Kelly’s children, the people most impacted by the crime she committed didn’t forgive their mom initially. But today they are fully reconciled, and “they are begging the board of pardons and paroles to allow their mother to live.” says Nikki.
Nikki says of Kelly: “She is being judged for taking one life. But she’s not being granted mercy for giving so much life to others.”
Today, I want to appeal to your sense of the power of redemption, the power of forgiveness and reconciliation. Even if you still believe in the death penalty has a legitimate form of punishment (and I will respectfully and openly disagree), Kelly’s story is one that shows a different pathway, a Christ-inspired way, a morally responsible state-sponsored way to respond to the loss of life taken in murder. Call on Gov.

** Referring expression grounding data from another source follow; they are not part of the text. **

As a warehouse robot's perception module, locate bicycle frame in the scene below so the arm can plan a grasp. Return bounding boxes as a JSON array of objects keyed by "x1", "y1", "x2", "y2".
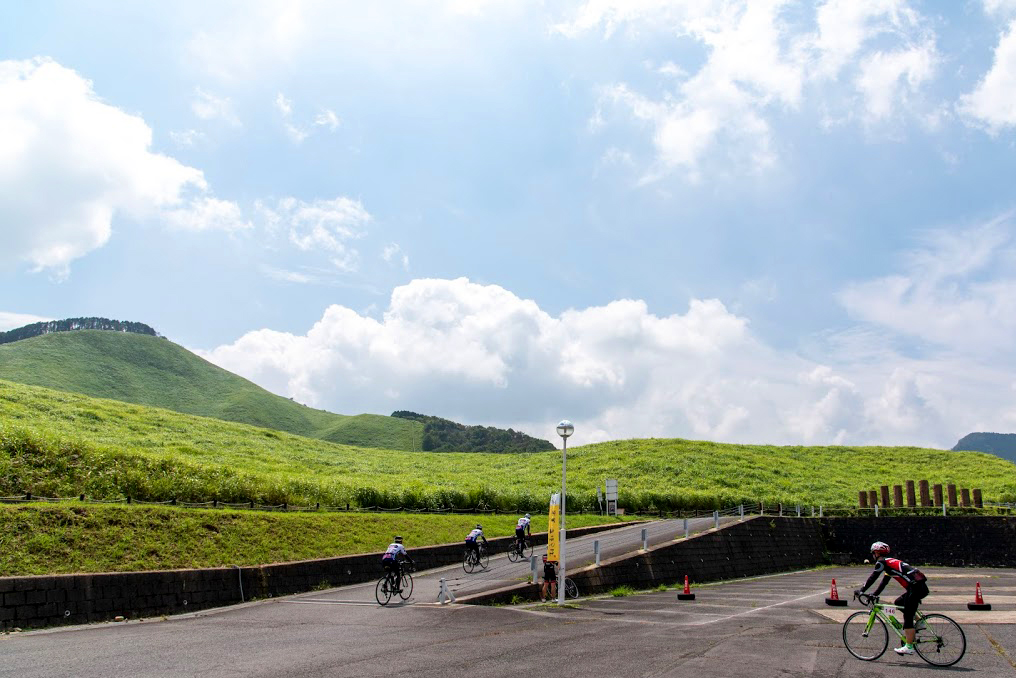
[{"x1": 859, "y1": 594, "x2": 939, "y2": 644}]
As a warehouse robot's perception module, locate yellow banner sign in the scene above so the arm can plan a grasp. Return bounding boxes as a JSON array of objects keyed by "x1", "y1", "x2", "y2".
[{"x1": 547, "y1": 495, "x2": 561, "y2": 562}]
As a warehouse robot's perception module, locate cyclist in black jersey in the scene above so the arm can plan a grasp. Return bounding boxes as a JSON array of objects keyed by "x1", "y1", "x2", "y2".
[{"x1": 856, "y1": 542, "x2": 929, "y2": 655}]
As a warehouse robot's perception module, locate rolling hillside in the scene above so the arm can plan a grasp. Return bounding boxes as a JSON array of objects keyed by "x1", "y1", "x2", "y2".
[
  {"x1": 0, "y1": 330, "x2": 424, "y2": 449},
  {"x1": 0, "y1": 381, "x2": 1016, "y2": 511}
]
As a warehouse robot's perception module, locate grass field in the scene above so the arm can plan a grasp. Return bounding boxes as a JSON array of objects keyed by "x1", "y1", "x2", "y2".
[
  {"x1": 0, "y1": 502, "x2": 617, "y2": 576},
  {"x1": 0, "y1": 381, "x2": 1016, "y2": 512},
  {"x1": 0, "y1": 329, "x2": 424, "y2": 449}
]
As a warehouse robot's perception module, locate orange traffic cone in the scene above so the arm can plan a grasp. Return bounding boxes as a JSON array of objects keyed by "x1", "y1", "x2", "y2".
[
  {"x1": 966, "y1": 581, "x2": 992, "y2": 610},
  {"x1": 826, "y1": 579, "x2": 846, "y2": 608},
  {"x1": 678, "y1": 574, "x2": 695, "y2": 601}
]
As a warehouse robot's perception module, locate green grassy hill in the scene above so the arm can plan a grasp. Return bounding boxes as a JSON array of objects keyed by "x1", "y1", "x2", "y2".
[
  {"x1": 0, "y1": 381, "x2": 1016, "y2": 511},
  {"x1": 0, "y1": 329, "x2": 424, "y2": 449},
  {"x1": 0, "y1": 502, "x2": 617, "y2": 576}
]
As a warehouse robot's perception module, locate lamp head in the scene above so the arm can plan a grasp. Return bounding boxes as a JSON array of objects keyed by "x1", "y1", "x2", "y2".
[{"x1": 558, "y1": 419, "x2": 575, "y2": 438}]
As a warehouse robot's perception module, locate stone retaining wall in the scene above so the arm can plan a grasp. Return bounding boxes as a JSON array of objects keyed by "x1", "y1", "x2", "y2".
[
  {"x1": 0, "y1": 522, "x2": 633, "y2": 630},
  {"x1": 460, "y1": 516, "x2": 825, "y2": 603}
]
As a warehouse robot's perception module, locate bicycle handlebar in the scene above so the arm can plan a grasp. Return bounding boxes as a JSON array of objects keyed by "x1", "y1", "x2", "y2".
[{"x1": 853, "y1": 592, "x2": 879, "y2": 608}]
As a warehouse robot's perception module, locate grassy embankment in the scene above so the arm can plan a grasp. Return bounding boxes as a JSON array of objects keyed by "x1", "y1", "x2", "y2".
[
  {"x1": 0, "y1": 329, "x2": 424, "y2": 449},
  {"x1": 0, "y1": 502, "x2": 616, "y2": 576},
  {"x1": 0, "y1": 381, "x2": 1016, "y2": 512}
]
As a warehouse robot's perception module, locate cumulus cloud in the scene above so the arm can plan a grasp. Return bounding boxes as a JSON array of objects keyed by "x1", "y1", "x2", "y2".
[
  {"x1": 959, "y1": 19, "x2": 1016, "y2": 133},
  {"x1": 381, "y1": 243, "x2": 409, "y2": 270},
  {"x1": 275, "y1": 93, "x2": 339, "y2": 143},
  {"x1": 0, "y1": 311, "x2": 53, "y2": 332},
  {"x1": 557, "y1": 0, "x2": 938, "y2": 179},
  {"x1": 191, "y1": 87, "x2": 240, "y2": 127},
  {"x1": 202, "y1": 215, "x2": 1016, "y2": 447},
  {"x1": 164, "y1": 197, "x2": 253, "y2": 231},
  {"x1": 255, "y1": 197, "x2": 371, "y2": 271},
  {"x1": 0, "y1": 59, "x2": 214, "y2": 278}
]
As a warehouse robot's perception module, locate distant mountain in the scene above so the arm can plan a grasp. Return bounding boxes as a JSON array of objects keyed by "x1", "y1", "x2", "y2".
[
  {"x1": 391, "y1": 410, "x2": 555, "y2": 452},
  {"x1": 0, "y1": 329, "x2": 424, "y2": 450},
  {"x1": 0, "y1": 317, "x2": 158, "y2": 344},
  {"x1": 953, "y1": 433, "x2": 1016, "y2": 461}
]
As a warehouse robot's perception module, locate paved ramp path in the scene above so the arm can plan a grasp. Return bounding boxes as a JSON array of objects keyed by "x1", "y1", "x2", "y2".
[{"x1": 291, "y1": 517, "x2": 738, "y2": 605}]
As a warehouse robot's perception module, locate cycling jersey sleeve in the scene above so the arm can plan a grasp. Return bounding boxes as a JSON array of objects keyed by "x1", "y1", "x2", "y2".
[{"x1": 861, "y1": 560, "x2": 888, "y2": 596}]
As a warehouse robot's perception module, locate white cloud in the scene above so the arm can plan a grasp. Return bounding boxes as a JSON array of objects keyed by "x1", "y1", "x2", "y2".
[
  {"x1": 164, "y1": 197, "x2": 252, "y2": 231},
  {"x1": 191, "y1": 87, "x2": 241, "y2": 127},
  {"x1": 275, "y1": 93, "x2": 339, "y2": 143},
  {"x1": 959, "y1": 20, "x2": 1016, "y2": 133},
  {"x1": 202, "y1": 215, "x2": 1016, "y2": 447},
  {"x1": 381, "y1": 243, "x2": 409, "y2": 270},
  {"x1": 840, "y1": 215, "x2": 1016, "y2": 358},
  {"x1": 314, "y1": 109, "x2": 339, "y2": 132},
  {"x1": 170, "y1": 129, "x2": 205, "y2": 147},
  {"x1": 0, "y1": 59, "x2": 206, "y2": 278},
  {"x1": 255, "y1": 197, "x2": 371, "y2": 271},
  {"x1": 0, "y1": 311, "x2": 53, "y2": 332},
  {"x1": 557, "y1": 0, "x2": 938, "y2": 179},
  {"x1": 186, "y1": 0, "x2": 309, "y2": 81},
  {"x1": 858, "y1": 44, "x2": 937, "y2": 120}
]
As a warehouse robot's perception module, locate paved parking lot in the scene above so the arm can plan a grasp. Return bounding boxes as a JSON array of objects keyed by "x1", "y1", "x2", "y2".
[{"x1": 0, "y1": 568, "x2": 1016, "y2": 678}]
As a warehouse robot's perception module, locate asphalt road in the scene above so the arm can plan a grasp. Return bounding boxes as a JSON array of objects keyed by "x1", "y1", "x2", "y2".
[
  {"x1": 408, "y1": 517, "x2": 738, "y2": 602},
  {"x1": 0, "y1": 568, "x2": 1016, "y2": 678}
]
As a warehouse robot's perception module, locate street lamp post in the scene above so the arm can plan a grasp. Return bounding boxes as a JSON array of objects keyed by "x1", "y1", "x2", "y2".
[{"x1": 558, "y1": 419, "x2": 575, "y2": 605}]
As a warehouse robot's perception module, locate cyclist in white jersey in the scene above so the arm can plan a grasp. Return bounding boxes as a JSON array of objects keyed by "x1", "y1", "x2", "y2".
[
  {"x1": 465, "y1": 522, "x2": 487, "y2": 560},
  {"x1": 515, "y1": 513, "x2": 532, "y2": 553},
  {"x1": 381, "y1": 537, "x2": 412, "y2": 587}
]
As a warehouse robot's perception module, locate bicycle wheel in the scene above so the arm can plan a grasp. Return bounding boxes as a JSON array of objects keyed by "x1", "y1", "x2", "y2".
[
  {"x1": 843, "y1": 612, "x2": 889, "y2": 662},
  {"x1": 374, "y1": 574, "x2": 391, "y2": 605},
  {"x1": 913, "y1": 614, "x2": 966, "y2": 666},
  {"x1": 398, "y1": 572, "x2": 412, "y2": 601}
]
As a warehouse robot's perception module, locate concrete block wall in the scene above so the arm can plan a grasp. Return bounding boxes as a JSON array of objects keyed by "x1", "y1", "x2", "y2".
[
  {"x1": 822, "y1": 515, "x2": 1016, "y2": 567},
  {"x1": 569, "y1": 516, "x2": 825, "y2": 594},
  {"x1": 460, "y1": 515, "x2": 825, "y2": 604},
  {"x1": 0, "y1": 522, "x2": 632, "y2": 630}
]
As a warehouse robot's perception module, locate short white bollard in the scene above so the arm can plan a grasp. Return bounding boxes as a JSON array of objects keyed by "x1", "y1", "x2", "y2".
[{"x1": 438, "y1": 577, "x2": 455, "y2": 605}]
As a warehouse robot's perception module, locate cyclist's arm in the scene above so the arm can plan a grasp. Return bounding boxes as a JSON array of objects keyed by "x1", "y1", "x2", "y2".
[
  {"x1": 858, "y1": 562, "x2": 889, "y2": 596},
  {"x1": 872, "y1": 574, "x2": 892, "y2": 596}
]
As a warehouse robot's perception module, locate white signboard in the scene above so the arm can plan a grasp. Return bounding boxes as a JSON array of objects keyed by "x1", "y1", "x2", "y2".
[{"x1": 606, "y1": 479, "x2": 618, "y2": 515}]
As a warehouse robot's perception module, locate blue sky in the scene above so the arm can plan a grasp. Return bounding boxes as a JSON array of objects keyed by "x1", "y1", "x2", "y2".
[{"x1": 0, "y1": 0, "x2": 1016, "y2": 447}]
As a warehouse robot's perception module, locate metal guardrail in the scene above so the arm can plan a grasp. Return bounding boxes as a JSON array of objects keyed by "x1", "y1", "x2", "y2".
[{"x1": 0, "y1": 494, "x2": 1016, "y2": 520}]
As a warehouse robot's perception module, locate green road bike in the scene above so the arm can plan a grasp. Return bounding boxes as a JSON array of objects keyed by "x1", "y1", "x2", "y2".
[
  {"x1": 843, "y1": 594, "x2": 966, "y2": 666},
  {"x1": 374, "y1": 564, "x2": 414, "y2": 605},
  {"x1": 508, "y1": 537, "x2": 532, "y2": 563}
]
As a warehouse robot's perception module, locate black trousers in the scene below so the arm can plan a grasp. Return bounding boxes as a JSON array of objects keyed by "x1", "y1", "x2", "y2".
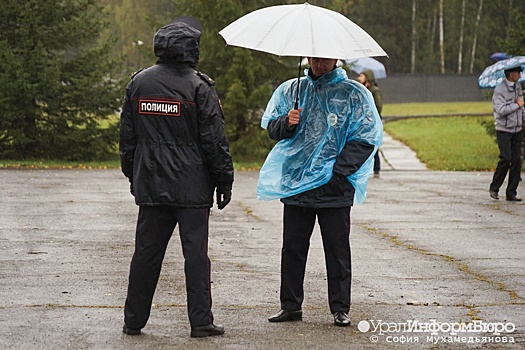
[
  {"x1": 490, "y1": 131, "x2": 523, "y2": 197},
  {"x1": 124, "y1": 206, "x2": 213, "y2": 329},
  {"x1": 280, "y1": 204, "x2": 352, "y2": 313}
]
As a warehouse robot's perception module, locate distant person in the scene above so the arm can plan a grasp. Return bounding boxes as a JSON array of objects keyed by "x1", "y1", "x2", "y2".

Nathan Deal to stay the execution.
If 18 years in prison has resulted in a woman’s life transformed into one that helps save the lives of others, then why should we participate in snuffing out this one life? If prison’s highest goal is rehabilitation, then why should we reward meaningful human change with death?
When the state takes a life we are each implicated. And I want to raise my Baptist voice of dissent in that process. I don’t want to be party to taking an eye for an eye and a tooth for a tooth. Retributive justice does not deter crime, nor does it contribute to improving the human condition. In fact it only exacerbates the problem,
Of course I believe there are people who are so torn and broken that they are beyond the capacity to live freely and peaceably with others. And persons in that condition should indeed be set aside from society, and treated with compassion and protection for their sake as well as the sake of those not restrained. Only love and compassion change hearts and lives. Sometimes even they fail, but murder and state-sponsored executions do nothing for the cause of redemption.
Jesus put it best:
38 You have heard that it was said, ‘An eye for an eye and a tooth for a tooth.’ 39 But I say to you, Do not resist an evildoer. But if anyone strikes you on the right cheek, turn the other also; 40 and if anyone wants to sue you and take your coat, give your cloak as well; 41 and if anyone forces you to go one mile, go also the second mile. 42 Give to everyone who begs from you, and do not refuse anyone who wants to borrow from you. 43 You have heard that it was said, ‘You shall love your neighbor and hate your enemy.’ 44 But I say to you, Love your enemies and pray for those who persecute you, 45 so that you may be children of God. (Matthew 5:38-45)
Will you join me today and telling Gov. Deal that we want him to act with compassion not retaliation? We beg him to choose out of mercy not judgment alone, out of love, not hate, out of his best understanding of humanity as informed by his Baptist faith, and not canceling out the good work of redemption that is unfolding in Kelly Gissendaner. May that same help, hope and peace that she embodies be more possible in Georgia, and in these United States, and in all of God’s creation.
At this posting, I don’t know what we will wake up to in the morning. I don’t know if Kelly will be alive or dead. I don’t know if Governor Deal will have more or less weighing on his conscience. I do think following this story has changed me, and I will carry some of the help and hope and peace that Kelly shares with me. I thank God for her life, and I hold out hope there will be many more years for her to live.